Depois de citar exemplos de líderes políticos portugueses, da direita à esquerda, que em momentos diferentes têm preconizado um país aberto à imigração e à atribuição de nacionalidade, este investigador cita Eduardo Lourenço - "o planeta está em migração. África, se pudesse, passava toda para a Europa, por uma questão de sobrevivência... A Europa tem de se convencer de que está cercada" -, e conclui que é no alegado consenso político e consequente falta de debate sobre estes temas que o populismo encontra terreno para florescer.

"Onde há um vazio, há sempre a possibilidade de este ser preenchido. A ausência de equilíbrio no tratamento destas questões, de uma perspetiva que inclua pesos e contrapesos, a incapacidade de ou recusa de pensar em todo o tipo de cenários, ou sequer de admitir outra possibilidade que não seja a do consenso popular; tudo isto combinado com a falta de partidos tradicionais, ou sequer de novos partidos, que incluam uma visão geral do fenómeno na sua agenda política (por desconforto, por constrangimento, por moralidade, por ideologia ou por incúria) abre espaço a movimentos que se apropriem destes temas numa perspetiva da defesa do povo contra as elites", escreve.

Para o investigador universitário, mesmo a direita portuguesa, normalmente mais restritiva quanto às políticas migratórias, "não sente urgência de se adaptar a esta possível nova portugalidade". "O mínimo que se pode dizer é que, se esses tempos vierem, a direita não está nem preparada nem predisposta a abordar o desafio - uma vez que temas como o da imigração e da coexistência entre diferentes comunidades serão cada vez mais centrais".

Além das questões migratórias, José Pedro Zúquete antevê que o populismo continue a aproveitar também a cada vez menor diversidade de profissões dos deputados, contribuindo para uma "aura de elitização", com predomínio de juristas, advogados, professores, gestores e consultores em detrimento de trabalhadores agricolas ou operários, e com a maioria em regime de não exclusividade.
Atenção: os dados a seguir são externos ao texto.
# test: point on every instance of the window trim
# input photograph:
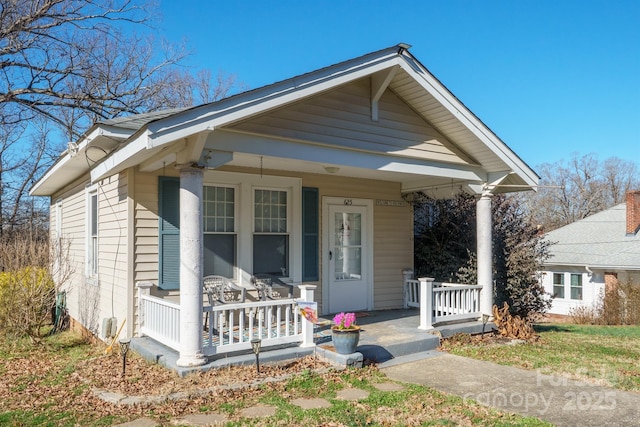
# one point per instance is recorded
(558, 285)
(567, 285)
(245, 185)
(236, 212)
(287, 232)
(571, 287)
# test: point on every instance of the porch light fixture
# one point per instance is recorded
(124, 349)
(485, 319)
(331, 169)
(255, 346)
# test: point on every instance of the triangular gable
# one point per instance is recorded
(393, 73)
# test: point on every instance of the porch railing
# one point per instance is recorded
(230, 327)
(159, 319)
(444, 302)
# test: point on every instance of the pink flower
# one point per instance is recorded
(344, 320)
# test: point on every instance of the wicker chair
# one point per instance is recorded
(265, 283)
(221, 290)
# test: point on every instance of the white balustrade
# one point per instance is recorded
(443, 302)
(160, 320)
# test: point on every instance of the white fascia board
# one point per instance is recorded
(462, 113)
(57, 175)
(242, 106)
(264, 146)
(121, 158)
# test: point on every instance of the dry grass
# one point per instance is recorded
(55, 385)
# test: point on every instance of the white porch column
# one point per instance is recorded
(306, 295)
(485, 255)
(191, 270)
(426, 303)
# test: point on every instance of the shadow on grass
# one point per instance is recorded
(553, 328)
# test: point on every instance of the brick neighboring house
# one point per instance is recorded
(593, 254)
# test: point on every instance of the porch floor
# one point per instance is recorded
(385, 335)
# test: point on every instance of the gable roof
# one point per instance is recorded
(598, 241)
(143, 136)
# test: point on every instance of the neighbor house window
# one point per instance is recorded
(558, 285)
(271, 232)
(92, 232)
(219, 231)
(576, 286)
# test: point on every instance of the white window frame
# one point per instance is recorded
(566, 275)
(287, 232)
(571, 287)
(92, 242)
(236, 231)
(245, 185)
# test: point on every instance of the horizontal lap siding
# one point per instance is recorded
(73, 232)
(91, 303)
(112, 239)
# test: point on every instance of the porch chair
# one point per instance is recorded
(265, 283)
(221, 290)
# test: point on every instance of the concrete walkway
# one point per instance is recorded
(557, 400)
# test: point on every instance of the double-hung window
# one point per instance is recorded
(271, 232)
(558, 285)
(219, 215)
(576, 286)
(92, 233)
(569, 289)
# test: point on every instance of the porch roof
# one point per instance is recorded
(213, 134)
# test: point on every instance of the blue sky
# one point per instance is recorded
(548, 77)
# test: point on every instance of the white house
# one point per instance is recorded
(588, 255)
(303, 179)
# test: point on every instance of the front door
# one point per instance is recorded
(348, 246)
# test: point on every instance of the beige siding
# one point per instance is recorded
(342, 118)
(90, 303)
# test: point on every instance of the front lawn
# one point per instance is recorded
(54, 385)
(605, 355)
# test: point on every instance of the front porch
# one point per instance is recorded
(285, 333)
(386, 335)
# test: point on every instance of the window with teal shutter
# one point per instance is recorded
(169, 232)
(310, 227)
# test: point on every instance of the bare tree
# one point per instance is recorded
(586, 186)
(57, 55)
(65, 64)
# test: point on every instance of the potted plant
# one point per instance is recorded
(345, 333)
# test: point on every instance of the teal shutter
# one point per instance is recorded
(169, 232)
(310, 238)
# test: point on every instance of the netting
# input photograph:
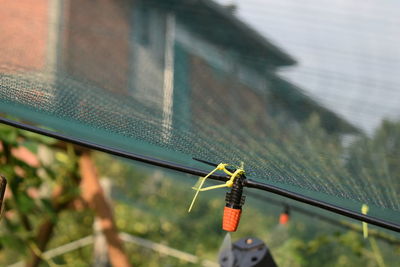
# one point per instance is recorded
(307, 103)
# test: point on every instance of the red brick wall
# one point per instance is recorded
(96, 42)
(23, 33)
(215, 92)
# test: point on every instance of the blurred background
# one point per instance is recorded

Além disso, aponta ainda o "imobilismo do sistema eleitoral" que não aproxima eleitores e eleitores.

O investigador alerta ainda que depois de alcançado o "monopólio deste tema identitário, mais fácil será, sob este ângulo populista, abordar temas socioeconómicos numa perpetiva de 'nós´contra os 'outros' e numa perspetiva de vitimização de um povo abandonado e até discriminado perante a ascensão da minorias, dos seus direitos, e das suas reivindicações".